Vespasian smiled in the darkness. ‘Well, I suppose we’re doing it for Rome.’

‘Rome, my arse! You may be doing it for Rome but I’m doing it because you’re doing it and I’m obliged to go with you because of the debt that I owe your uncle; that’s why I was wondering whether, by any luck, you’d come to your senses and were having second thoughts.’

‘Are you two going to sit and chat all night?’ Sabinus hissed from the gloom.

‘That sounds like a much better option to me,’ Magnus muttered, only half to himself.

Buoyed by the fact that his friend was evidently as scared as he was, and surprisingly reassured by the presence of his brother, Vespasian pulled himself together. Remembering Sitalces’ Thracian adage with a half-smile, he led the group, zigzagging carefully, through the hundreds of resting Getic horses that, recognising the smell of their Getic clothes, parted slightly for them and, with the occasional whicker or snort, let them pass.

It took a while to cover the hundred paces over the rough ground through this living obstacle to the steep slope below the fortress. As they reached the foot of the slope, they could hear, from above them, shouts and the sound of hundreds of feet running.

‘Sounds like they’re all awake now,’ Magnus complained.

‘But they’re up on the walls,’ Vespasian said, feeling that they might have a chance after all. ‘Let’s find this sewer outlet.’

They made their way up the slope to the base of the wall and began to follow it towards the keep.

They smelt the sewer long before they saw it. Nearly four hundred years’ worth of sewage had poured out of it, creating a reeking, septic marsh below its discharge point.

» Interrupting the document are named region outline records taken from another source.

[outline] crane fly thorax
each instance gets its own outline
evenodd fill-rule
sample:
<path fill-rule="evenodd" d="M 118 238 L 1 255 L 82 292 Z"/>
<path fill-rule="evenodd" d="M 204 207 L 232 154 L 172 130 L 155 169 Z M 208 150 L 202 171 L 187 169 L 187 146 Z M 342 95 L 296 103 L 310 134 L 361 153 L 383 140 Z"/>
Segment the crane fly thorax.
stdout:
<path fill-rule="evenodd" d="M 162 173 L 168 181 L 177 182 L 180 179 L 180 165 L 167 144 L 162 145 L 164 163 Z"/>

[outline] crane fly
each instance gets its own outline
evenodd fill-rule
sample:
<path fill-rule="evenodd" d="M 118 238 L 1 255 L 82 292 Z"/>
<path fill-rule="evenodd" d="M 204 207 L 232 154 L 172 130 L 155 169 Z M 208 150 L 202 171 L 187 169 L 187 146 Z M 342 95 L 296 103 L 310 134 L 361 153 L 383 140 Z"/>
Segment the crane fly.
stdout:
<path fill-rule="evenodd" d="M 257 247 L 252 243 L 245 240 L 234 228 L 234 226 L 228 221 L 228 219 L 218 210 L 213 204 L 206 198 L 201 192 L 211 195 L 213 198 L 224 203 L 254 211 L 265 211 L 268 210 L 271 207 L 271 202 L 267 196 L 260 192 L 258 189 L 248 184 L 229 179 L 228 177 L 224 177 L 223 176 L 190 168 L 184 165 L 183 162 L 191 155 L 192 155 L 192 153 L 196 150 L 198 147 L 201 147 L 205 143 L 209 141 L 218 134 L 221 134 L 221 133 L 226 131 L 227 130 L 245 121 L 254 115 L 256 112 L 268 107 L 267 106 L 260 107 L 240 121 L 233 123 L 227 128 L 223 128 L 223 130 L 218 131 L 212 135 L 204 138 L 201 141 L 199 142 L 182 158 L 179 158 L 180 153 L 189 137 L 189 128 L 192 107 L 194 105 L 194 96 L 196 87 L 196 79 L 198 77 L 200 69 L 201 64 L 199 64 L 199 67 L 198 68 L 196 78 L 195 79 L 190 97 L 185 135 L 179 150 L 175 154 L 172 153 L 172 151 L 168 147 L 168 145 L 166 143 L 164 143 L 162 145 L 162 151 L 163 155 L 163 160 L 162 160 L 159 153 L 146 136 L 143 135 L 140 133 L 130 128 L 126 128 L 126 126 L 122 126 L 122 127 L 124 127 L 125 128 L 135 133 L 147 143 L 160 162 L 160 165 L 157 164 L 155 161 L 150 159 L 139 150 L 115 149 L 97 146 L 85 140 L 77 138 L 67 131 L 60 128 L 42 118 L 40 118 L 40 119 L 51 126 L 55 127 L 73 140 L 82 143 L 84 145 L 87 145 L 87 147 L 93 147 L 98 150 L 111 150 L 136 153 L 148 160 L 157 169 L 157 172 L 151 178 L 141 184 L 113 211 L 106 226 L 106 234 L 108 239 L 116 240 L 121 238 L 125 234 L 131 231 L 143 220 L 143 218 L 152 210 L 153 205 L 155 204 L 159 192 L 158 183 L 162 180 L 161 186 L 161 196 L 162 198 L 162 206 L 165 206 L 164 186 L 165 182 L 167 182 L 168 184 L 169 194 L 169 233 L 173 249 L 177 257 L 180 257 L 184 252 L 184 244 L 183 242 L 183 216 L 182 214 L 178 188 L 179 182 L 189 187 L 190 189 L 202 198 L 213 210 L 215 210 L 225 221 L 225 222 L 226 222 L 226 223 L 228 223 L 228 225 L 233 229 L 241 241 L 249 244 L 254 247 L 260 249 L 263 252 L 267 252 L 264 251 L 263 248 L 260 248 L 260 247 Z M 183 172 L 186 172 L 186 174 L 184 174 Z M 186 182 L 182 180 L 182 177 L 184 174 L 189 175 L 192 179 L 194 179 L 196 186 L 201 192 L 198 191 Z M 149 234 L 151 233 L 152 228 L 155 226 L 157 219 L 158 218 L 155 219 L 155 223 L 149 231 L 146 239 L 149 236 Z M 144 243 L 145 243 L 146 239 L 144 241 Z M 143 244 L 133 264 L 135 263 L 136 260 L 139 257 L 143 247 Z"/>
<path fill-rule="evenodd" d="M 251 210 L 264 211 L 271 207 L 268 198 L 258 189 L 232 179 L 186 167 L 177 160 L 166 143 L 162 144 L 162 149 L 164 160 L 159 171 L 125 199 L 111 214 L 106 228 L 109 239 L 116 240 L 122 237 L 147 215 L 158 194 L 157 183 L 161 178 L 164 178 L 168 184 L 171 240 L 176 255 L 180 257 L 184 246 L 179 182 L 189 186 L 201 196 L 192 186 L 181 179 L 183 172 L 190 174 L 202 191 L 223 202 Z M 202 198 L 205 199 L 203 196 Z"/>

Eventually they heard the trickle of flowing liquid and they stopped by a circular grill, three feet in diameter, emitting an even worse stink than the marsh.

‘Pluto’s unwashed arse, that smells even worse than these clothes,’ Magnus gasped; he had just about got used to the stench of his disguise.

‘A good choice of expletive, my friend,’ Vespasian observed. ‘I think it is Pluto’s unwashed arse and we’re just about to climb up it.’